Miraba al Tribunal. Ellos le observaban impasibles, casi con curiosidad, con la mirada fija y fría. Fiedler, que había vuelto a su silla y escuchaba con desapego bastante afectado, miró por un momento a Leamas con aire ausente.

—Y usted lo enredó todo, Leamas, ¿es así? —preguntó—. Un perro viejo como Leamas, empeñado en la operación que ha de coronar su carrera, ¿cae por… cómo la ha llamado…, una chiquilla frustrada en una Biblioteca absurda? Londres debe de haberlo sabido: Smiley no podría haberlo hecho solo. —Fiedler se volvió hacia Mundt—: Aquí hay una cosa rara, Mundt; ellos debían de haber sabido que usted iba a comprobar todas las partes del relato de Leamas. Por eso Leamas vivió esa vida. Pero después mandaron dinero al tendero, pagaron el alquiler y le compraron el piso a la chica. De todas las cosas extraordinarias que pueda hacer…, gente de la experiencia que tienen ellos…, ¡pagar mil libras a una chica, «miembro del Partido», que tenía que hacer creer que él estaba en bancarrota! No me diga que la conciencia de Smiley llega hasta ahí… Londres tiene que haberlo hecho. ¡Qué riesgo!

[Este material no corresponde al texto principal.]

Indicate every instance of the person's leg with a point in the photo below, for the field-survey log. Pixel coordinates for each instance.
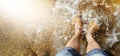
(73, 46)
(75, 40)
(92, 28)
(93, 48)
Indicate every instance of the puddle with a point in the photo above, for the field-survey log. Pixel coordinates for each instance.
(44, 27)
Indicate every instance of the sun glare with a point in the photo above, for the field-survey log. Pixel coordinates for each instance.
(22, 10)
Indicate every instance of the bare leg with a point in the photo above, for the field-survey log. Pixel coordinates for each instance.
(75, 40)
(92, 28)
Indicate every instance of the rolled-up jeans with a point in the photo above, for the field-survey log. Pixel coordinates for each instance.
(68, 51)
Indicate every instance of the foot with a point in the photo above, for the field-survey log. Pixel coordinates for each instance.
(93, 26)
(78, 25)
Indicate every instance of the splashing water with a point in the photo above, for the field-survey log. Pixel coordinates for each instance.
(107, 18)
(41, 35)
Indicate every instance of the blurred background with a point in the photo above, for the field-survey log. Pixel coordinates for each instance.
(43, 27)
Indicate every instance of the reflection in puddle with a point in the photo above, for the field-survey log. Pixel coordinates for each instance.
(35, 31)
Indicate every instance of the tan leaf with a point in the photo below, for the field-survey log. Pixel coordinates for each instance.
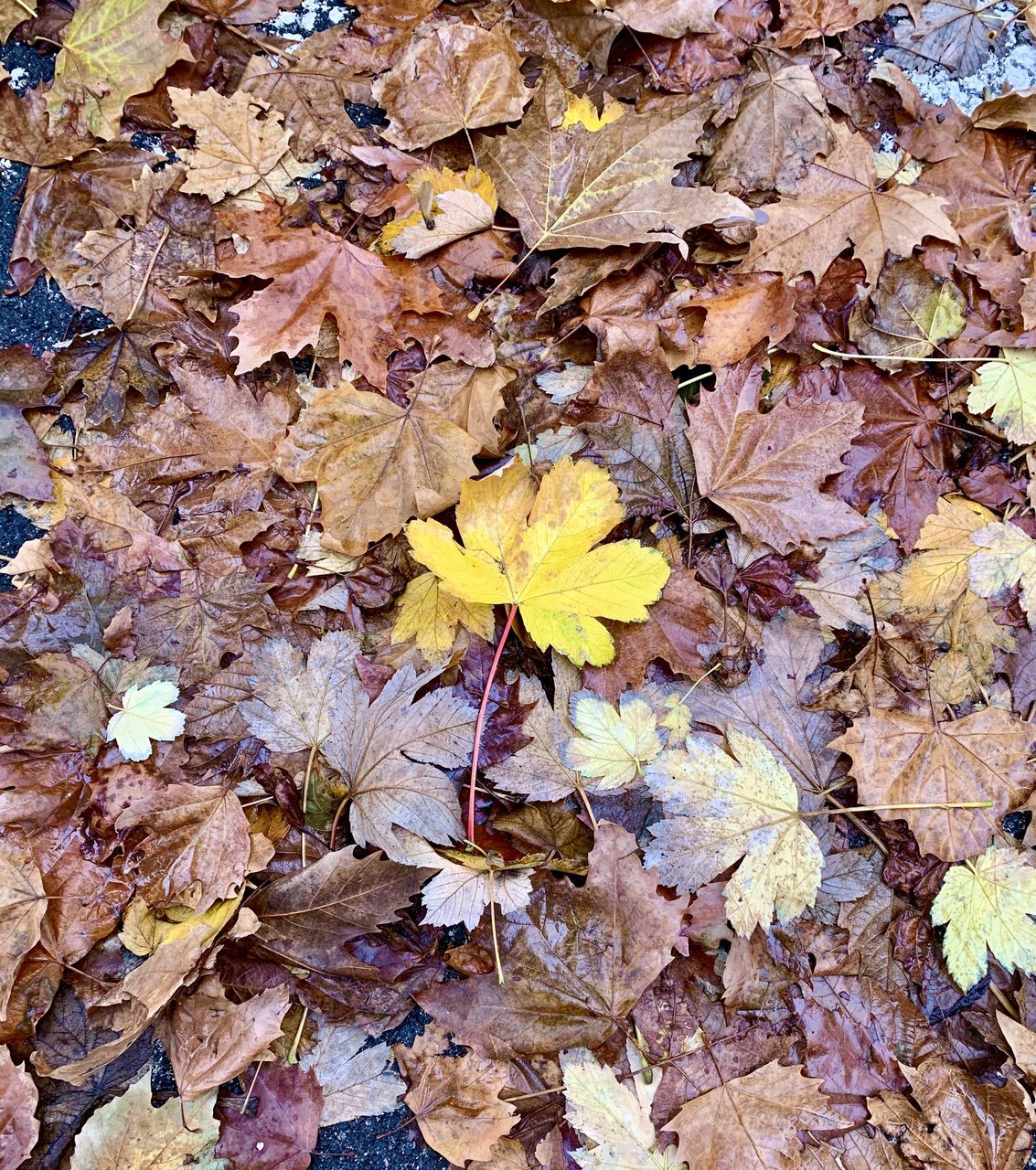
(315, 272)
(377, 463)
(752, 1122)
(451, 78)
(128, 1133)
(19, 1128)
(581, 188)
(358, 1081)
(197, 844)
(233, 150)
(780, 129)
(211, 1039)
(22, 907)
(838, 203)
(455, 1100)
(907, 759)
(767, 469)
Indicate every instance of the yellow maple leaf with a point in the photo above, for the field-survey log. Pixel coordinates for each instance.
(1007, 388)
(988, 902)
(430, 615)
(581, 112)
(613, 746)
(534, 550)
(720, 810)
(454, 205)
(936, 575)
(1006, 556)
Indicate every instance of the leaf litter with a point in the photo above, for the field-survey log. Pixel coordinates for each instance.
(546, 535)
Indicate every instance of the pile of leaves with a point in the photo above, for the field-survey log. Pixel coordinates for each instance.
(546, 534)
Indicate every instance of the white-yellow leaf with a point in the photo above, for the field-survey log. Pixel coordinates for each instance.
(613, 746)
(145, 715)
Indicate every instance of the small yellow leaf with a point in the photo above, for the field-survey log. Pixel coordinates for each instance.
(1006, 557)
(430, 615)
(936, 575)
(546, 564)
(144, 717)
(720, 810)
(581, 112)
(459, 205)
(613, 746)
(988, 902)
(1008, 388)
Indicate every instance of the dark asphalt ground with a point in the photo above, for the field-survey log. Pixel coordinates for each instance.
(41, 320)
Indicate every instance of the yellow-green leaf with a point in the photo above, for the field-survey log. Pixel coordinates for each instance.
(536, 551)
(988, 902)
(1008, 388)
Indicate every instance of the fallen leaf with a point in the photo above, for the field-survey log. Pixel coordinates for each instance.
(611, 747)
(602, 187)
(145, 715)
(614, 1116)
(110, 51)
(211, 1040)
(546, 565)
(838, 201)
(377, 463)
(1007, 388)
(752, 1122)
(909, 759)
(233, 150)
(720, 810)
(988, 902)
(128, 1133)
(313, 274)
(451, 78)
(356, 1077)
(767, 469)
(558, 991)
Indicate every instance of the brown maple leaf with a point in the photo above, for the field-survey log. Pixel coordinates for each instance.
(315, 274)
(840, 201)
(581, 188)
(558, 990)
(905, 759)
(767, 469)
(451, 78)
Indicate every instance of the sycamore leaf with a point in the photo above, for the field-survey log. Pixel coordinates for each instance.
(129, 1133)
(936, 575)
(358, 1080)
(572, 187)
(840, 201)
(144, 717)
(1006, 557)
(614, 1116)
(390, 752)
(988, 901)
(899, 759)
(110, 50)
(1008, 388)
(233, 150)
(752, 1122)
(430, 615)
(613, 746)
(451, 78)
(313, 274)
(720, 810)
(459, 205)
(455, 1101)
(377, 463)
(535, 550)
(765, 469)
(292, 697)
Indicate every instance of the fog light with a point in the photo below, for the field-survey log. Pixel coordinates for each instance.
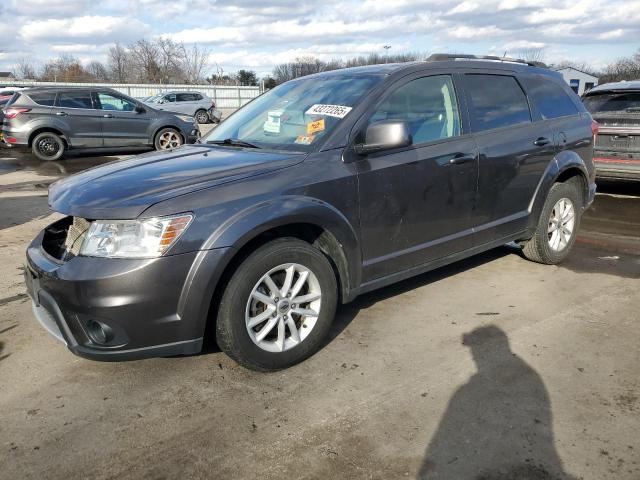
(99, 332)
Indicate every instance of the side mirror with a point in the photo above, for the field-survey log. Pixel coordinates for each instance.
(385, 136)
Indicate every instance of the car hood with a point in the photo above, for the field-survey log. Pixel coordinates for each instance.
(125, 189)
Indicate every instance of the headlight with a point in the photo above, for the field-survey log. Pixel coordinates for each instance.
(133, 238)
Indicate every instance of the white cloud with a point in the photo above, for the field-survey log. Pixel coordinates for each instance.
(99, 29)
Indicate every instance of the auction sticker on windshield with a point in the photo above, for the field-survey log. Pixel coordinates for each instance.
(338, 111)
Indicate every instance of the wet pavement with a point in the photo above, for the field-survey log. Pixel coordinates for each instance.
(493, 367)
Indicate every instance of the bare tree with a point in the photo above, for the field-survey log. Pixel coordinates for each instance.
(98, 71)
(118, 61)
(25, 69)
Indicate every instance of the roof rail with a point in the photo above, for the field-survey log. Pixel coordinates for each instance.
(439, 57)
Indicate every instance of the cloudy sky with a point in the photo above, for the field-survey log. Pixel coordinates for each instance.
(257, 34)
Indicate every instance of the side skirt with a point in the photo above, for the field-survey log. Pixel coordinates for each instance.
(425, 267)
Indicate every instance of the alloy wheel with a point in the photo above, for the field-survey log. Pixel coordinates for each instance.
(561, 224)
(48, 146)
(169, 140)
(283, 307)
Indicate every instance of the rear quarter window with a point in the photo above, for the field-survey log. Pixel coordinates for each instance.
(46, 99)
(495, 101)
(550, 99)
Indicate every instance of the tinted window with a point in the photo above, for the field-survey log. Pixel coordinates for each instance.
(47, 98)
(550, 99)
(74, 100)
(496, 101)
(428, 105)
(185, 97)
(613, 102)
(111, 102)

Leamas se encogió de hombros.

—Smiley tuvo razón. No pudimos detener la reacción. Nunca esperamos que me trajeran aquí: a Holanda, sí, pero aquí no. —Quedó un momento en silencio, y luego continuó—: Y nunca pensé que traerían a la chica. He sido un maldito idiota.

—Pero Mundt no lo ha sido —intervino Fiedler rápidamente—. Mundt sabía de qué tenía que ocuparse: muy listo, debo decirlo yo por Mundt. Incluso estaba enterado de lo del piso; realmente sorprendente. Quiero decir, cómo podría él averiguarlo: ella no se lo había dicho a nadie. Conozco a esa chica, la comprendo…, ella no era capaz de decírselo a nadie. —Lanzó una ojeada hacia Mundt—. ¿Quizá Mundt nos puede decir cómo lo sabía?

Mundt vaciló; un segundo más de lo debido, pensó Leamas.

—Fue por su suscripción —dijo—; hace un mes aumentó su cuota del Partido en diez chelines al mes. Yo lo supe. Y traté de averiguar cómo podía permitírselo. Tuve éxito.

—Una explicación magistral —respondió fríamente Fiedler.

Se produjo un silencio.

—Creo —dijo la presidente, lanzando una ojeada a sus dos colegas— que el Tribunal ahora está en situación de hacer su informe al Presidium. Mejor dicho —añadió, volviendo hacia Fiedler sus ojos pequeños y crueles—, a no ser que tenga algo más que decir.